A draft government regulation sets out to cut the lucrative management premium market mechanism that supports the output of Germany's 283MW current offshore wind capacity.
The management premium for offshore wind was to amount to €1.0/MWh in 2013. Under the new regulation, it will be reduced to €0.75/MWh. Taking into account the management premium cut across all renewables types, support costs will be reduced by €160m in 2013, allowing a €0.0004/kWh (0.04 eurocent/kWh) cut in the renewable energy levy paid by customers. The levy is currently €0.036/kWh.
The premium was introduced at the beginning of 2012 as an alternative to, but based on, the traditional feed-in tariff system. For offshore wind, it is the difference between the feed-in tariff for offshore wind and the monthly ex-post average energy exchange electricity price, corrected by an offshore wind value factor.

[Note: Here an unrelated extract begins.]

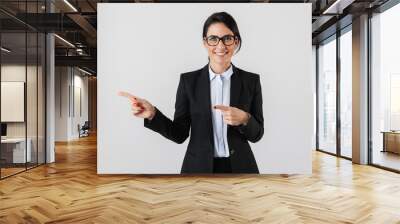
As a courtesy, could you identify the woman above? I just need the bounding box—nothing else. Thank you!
[120,12,264,173]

The management premium is added to cover the costs involved if the predicted offshore wind output does not meet actual generation, and the costs of electricity trading, including energy exchange charges and IT infrastructure. Expert investigations have demonstrated that this premium was set too high, the government has stated.
The German government claims there remains sufficient incentive in the premium mechanism to persuade offshore wind and other renewables operators to market the electricity themselves, rather than rely on feed-in tariffs. The latter system involves passing the electricity to transmission system operators, which then market it on the day-ahead or intraday wholesale markets.